Understanding Online Training for ML Engineers

A new approach to training your AI Models

Devansh
13 min readMar 19, 2024

Regular readers will recognize the name Logan Thorneloe (Twitter/Linkedin), as a resource we have referred to many times during our articles. He is a machine learning engineer at Google currently focused on building efficient machine learning systems at scale. He also writes the excellent newsletter Society’s Backend: which helps others learn about machine learning engineering and understand AI. For those interested, he has also created a road map to help anyone navigate the free, high-quality machine-learning educational resources available online.

Join 150K+ tech leaders and get insights on the most important ideas in AI straight to your inbox through my free newsletter- AI Made Simple

Online machine learning is a method for keeping a machine learning model continually updated in production. Instead of batch training, where a model is given data, trained, validated, and sent to serving, online training allows all steps of that process to happen in real-time (or near real-time). This means as data comes in, a model is trained on it and updates in production so users have access to the updated model immediately.

There are two primary reasons to use an online training platform:

  • A model needs to be frequently updated in production.
  • A model is trained on data that is non-stationary.

If a model fits either or both of these, it can potentially benefit from online training by improving model accuracy and decreasing resource costs. I’ll explain this further below.

It’s interesting to read about online training because it’s much less frequently utilized than batch training and requires more infrastructure and planning to get right, causing online learning strategies to differ widely.

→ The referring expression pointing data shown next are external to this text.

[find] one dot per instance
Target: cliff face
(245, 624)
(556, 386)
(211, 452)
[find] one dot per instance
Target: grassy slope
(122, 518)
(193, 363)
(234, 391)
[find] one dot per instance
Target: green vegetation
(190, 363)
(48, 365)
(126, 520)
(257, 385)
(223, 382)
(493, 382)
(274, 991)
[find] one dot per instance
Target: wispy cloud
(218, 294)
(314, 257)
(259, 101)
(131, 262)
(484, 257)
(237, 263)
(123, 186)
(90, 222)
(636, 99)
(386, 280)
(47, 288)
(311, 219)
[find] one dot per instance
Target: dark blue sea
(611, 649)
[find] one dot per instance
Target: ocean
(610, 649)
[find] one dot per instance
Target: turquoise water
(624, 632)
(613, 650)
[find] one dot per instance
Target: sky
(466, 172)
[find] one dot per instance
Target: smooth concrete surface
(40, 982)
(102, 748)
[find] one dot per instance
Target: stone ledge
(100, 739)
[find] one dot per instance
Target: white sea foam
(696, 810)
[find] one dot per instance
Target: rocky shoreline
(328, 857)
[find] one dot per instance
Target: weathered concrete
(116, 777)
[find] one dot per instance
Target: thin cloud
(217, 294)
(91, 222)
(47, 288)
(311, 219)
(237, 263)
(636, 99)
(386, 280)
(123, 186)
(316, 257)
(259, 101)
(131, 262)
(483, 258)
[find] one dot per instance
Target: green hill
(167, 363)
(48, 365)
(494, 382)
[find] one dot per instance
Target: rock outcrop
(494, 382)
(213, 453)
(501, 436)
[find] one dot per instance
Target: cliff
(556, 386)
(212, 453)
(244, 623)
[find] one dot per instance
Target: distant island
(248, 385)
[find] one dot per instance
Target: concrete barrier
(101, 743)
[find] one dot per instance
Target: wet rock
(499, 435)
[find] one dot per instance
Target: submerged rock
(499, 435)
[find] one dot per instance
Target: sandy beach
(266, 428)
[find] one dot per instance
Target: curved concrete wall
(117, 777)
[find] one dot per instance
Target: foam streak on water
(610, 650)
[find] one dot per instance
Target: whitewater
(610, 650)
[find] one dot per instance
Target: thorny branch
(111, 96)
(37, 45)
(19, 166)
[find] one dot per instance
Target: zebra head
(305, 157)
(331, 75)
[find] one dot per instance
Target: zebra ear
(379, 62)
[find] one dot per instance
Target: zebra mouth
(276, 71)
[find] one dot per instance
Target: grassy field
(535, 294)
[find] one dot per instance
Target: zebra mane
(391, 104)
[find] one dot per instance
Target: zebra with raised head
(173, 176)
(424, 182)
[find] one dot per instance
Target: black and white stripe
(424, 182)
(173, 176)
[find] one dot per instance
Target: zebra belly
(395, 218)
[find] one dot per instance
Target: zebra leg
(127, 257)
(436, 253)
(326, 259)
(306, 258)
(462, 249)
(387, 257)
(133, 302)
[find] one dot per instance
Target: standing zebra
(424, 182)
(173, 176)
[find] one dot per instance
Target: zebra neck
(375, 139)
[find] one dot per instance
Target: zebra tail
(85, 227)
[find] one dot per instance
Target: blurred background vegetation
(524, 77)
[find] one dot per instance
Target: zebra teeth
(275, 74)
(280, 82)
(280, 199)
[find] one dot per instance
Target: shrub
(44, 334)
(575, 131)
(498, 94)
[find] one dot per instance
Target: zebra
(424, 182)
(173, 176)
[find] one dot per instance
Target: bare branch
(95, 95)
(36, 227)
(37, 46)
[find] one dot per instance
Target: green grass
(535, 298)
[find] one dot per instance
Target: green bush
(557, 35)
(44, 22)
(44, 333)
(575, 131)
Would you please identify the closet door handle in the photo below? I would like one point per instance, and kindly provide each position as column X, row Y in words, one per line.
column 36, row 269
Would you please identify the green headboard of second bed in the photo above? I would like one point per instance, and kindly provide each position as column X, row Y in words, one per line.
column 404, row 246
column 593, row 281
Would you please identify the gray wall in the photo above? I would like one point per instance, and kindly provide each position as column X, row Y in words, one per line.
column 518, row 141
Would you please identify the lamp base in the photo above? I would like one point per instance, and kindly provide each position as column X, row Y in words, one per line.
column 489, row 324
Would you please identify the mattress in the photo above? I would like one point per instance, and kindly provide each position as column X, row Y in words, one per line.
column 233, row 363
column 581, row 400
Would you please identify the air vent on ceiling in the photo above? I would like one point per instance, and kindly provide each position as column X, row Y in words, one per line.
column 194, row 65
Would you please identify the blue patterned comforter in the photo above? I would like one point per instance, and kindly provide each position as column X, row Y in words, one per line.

This has made online learning often misunderstood, particularly relating to how online learning works and why a team might use it.

I’m going to walk through the basics of how online training works, how it differs from batch training, and why a team might use it to train their model. I’m not going to get into the specifics for how to implement an online learning platform because i) it differs widely between use cases and ii) it requires expertise to implement properly.

Throughout this article, I’m going to refer to two different papers regarding online training platforms that have produced models you likely use each day. The first paper is ByteDance’s Monolith which is (very likely, but not explicitly stated) used by TikTok to recommend videos and Google’s click-through-rate models which is part of a system used to serve Google ads.

How Batch Training Works

Let’s start with a general overview of batch training so we can more easily compare it to online training. Batch training begins with a model and a dataset to train on. The model parameters (or weights) are usually randomly initialized to start and are updated as the model sees more data.

To feed data into the model for training, we first split our training data into two sets: training set and test set (generally an 80/20 split). We’re going to use the training set now and we’ll come back to the test set during validation. It’s important for validation that our model be tested on data it has never seen. Thus, we exclude the test set from model training.

Next, we start feeding our data into the model. To do this, we split our training set into multiple batches. Batches allow our model to train over less data at a time. Since training requires so much data, a model needs to train over less data at a time to fit the entirety of the data it needs to use in memory. To split these batches, we randomly sample a number of training samples (our batch size) from our training set and feed that into the model. We do this over the entirety of the training set to ensure our model sees all training samples. One pass over all the data is considered one epoch.

While feeding batches through the model, we do what are called forward and backward passes of the model. On the forward pass, we use our input and parameters to make a prediction (create an output) with the model. That prediction is then used to calculate loss, which is a comparison between our prediction and what we expected. The gradient (or derivative) of this loss is used on the backward pass to change our model parameters so our prediction can be better next time. This forward and backward pass process is done multiple times during an epoch.

At the end of the epoch, we perform validation. This uses the test set to evaluate model performance. It’s important to use the test set here to ensure a model can generalize predictions outside of the data it’s trained on. Evaluation is used to test model performance and ensure training quality throughout the training process.

The loop of forward pass, backward pass, and validation is done repeatedly so a model runs through the training data many times. The goal is for validation accuracy to improve and for loss to decrease as training continues. As loss gets smaller a model gets more stable and approaches the point where it can no longer learn more from the training set. This is the point where training has finished. As a model gets closer to finishing training, its learning rate will decrease. Decreasing the learning rate means the model makes much smaller changes to its weights during backward passes to ensure the model doesn’t overshoot the optimal parameters when updating them.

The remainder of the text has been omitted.